ABSTRACT

Most traditional cluster studies follow a static approach (Martin and Sunley, 2003). In fact, the broad and comprehensive understanding of cluster evolution still constitutes an emerging topic in different disciplines (Hervás-Oliver, 2015). Clusters are dynamic units which emerge, transform themselves and reconvert or disappear. It is necessary to adopt a dynamic perspective for the cluster study in order to know the reasons why the cluster evolves, how these evolution mechanisms work and the role the different cluster actors play (Wang et al., 2014). To study the genesis and evolution of clusters, the analytical framework of the so-called life cycle model can be used though the prevailing discussion over its validity (Boschma and Fornahl, 2011; Martin and Sunley, 2011). The ideal-type phases of cluster life cycle described by the literature are three: origin, development and maturity (Menzel and Fornahl, 2010).

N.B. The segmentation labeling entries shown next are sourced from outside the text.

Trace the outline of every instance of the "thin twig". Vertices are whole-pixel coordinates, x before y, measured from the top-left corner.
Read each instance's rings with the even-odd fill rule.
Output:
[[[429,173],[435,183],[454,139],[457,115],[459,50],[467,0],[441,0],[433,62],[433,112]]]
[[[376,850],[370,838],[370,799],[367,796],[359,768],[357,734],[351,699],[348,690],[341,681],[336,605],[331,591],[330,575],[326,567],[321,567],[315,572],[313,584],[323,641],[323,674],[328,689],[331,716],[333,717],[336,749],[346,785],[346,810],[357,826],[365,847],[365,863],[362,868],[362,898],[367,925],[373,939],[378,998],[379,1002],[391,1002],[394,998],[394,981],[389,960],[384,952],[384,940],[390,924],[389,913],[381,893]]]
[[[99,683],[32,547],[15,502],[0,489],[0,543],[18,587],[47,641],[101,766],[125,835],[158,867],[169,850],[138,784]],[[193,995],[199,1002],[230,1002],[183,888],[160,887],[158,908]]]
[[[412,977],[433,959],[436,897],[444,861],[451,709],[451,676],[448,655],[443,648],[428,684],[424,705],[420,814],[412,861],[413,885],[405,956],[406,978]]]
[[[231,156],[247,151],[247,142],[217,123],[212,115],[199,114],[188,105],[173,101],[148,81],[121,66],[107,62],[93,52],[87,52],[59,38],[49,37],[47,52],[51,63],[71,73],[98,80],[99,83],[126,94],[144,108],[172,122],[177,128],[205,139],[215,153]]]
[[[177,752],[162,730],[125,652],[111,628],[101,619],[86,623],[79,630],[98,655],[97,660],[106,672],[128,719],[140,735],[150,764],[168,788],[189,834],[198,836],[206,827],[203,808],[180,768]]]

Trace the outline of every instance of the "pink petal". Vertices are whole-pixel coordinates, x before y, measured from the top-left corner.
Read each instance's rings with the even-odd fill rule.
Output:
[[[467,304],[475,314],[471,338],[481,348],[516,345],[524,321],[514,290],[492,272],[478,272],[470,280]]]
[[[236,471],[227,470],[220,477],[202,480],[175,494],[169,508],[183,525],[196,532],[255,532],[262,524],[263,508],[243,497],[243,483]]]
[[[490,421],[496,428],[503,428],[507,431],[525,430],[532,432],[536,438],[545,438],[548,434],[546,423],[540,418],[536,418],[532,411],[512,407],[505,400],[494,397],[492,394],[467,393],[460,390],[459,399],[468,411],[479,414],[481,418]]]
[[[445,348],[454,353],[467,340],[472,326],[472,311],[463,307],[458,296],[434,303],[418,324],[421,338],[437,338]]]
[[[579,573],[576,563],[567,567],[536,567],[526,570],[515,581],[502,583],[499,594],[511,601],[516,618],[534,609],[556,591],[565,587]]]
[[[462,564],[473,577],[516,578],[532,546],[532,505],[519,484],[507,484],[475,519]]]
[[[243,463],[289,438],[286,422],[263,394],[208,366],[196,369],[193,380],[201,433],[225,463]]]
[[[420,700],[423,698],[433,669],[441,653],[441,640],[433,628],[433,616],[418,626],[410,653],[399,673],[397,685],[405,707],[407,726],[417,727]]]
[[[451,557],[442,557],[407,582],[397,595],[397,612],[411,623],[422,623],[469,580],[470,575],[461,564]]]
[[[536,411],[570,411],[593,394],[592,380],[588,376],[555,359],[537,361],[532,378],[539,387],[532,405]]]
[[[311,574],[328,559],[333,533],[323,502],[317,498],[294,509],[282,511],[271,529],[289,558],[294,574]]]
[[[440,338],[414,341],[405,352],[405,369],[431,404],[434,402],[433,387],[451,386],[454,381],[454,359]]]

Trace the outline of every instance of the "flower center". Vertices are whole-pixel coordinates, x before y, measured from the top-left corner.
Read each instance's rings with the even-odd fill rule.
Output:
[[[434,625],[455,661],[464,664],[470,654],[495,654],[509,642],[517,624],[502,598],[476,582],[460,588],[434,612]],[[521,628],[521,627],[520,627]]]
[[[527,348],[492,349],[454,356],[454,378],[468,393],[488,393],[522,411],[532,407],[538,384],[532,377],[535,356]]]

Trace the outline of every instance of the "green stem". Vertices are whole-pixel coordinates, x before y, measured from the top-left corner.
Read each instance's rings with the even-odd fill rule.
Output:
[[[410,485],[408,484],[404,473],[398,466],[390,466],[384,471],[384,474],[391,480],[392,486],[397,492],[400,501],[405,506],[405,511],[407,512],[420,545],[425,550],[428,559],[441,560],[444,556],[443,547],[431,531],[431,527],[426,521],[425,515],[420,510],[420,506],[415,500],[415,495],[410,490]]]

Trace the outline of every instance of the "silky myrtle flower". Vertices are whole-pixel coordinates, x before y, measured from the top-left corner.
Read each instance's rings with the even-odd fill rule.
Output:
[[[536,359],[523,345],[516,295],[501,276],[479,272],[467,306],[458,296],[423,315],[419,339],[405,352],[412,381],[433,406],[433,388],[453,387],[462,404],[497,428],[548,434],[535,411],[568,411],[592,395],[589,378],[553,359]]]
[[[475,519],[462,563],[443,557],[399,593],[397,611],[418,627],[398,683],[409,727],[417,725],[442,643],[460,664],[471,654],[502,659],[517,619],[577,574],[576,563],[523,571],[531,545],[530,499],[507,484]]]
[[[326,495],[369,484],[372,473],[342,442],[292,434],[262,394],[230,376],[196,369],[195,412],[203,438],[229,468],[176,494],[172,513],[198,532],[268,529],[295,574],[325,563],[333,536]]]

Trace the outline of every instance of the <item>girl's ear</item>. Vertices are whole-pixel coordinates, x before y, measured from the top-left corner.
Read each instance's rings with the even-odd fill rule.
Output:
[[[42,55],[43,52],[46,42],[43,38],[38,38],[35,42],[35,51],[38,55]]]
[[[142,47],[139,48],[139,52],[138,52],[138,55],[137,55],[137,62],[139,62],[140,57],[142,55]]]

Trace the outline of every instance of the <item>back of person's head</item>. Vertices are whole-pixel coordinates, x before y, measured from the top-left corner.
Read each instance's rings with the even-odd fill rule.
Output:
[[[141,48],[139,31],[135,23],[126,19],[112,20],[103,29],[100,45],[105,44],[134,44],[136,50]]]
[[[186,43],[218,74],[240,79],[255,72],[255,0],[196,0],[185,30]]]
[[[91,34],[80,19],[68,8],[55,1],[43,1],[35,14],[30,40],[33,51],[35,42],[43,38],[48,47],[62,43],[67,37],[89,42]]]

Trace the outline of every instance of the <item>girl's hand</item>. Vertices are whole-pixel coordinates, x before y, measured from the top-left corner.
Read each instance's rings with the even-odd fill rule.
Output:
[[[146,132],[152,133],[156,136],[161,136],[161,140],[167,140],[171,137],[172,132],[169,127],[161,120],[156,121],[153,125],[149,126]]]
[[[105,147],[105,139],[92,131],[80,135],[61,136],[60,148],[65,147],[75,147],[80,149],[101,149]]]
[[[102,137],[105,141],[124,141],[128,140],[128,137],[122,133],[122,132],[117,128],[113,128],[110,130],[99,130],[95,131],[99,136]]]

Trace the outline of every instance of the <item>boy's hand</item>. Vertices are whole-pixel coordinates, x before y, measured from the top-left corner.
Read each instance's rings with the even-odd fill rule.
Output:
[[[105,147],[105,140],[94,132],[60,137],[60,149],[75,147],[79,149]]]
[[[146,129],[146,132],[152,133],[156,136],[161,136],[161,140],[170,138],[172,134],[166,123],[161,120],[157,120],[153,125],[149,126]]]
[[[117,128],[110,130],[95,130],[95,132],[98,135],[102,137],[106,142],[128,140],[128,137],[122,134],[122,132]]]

In the origin stage (emergence), cluster-specific conditions are not present, but the cluster can host some historical sediment of knowledge and competencies. The development stage is characterised by the emergence of a set of cluster-specific institutions, knowledge and competencies. It shows a progressive increase in the number of local firms, and a thickening of the web of relations among them and the external context. In the maturity stage, the growth rate of local firms gradually slows down, as does the virtuous cycle of semi-automatic reproduction of cluster-specific conditions (Belussi and Sedita, 2009).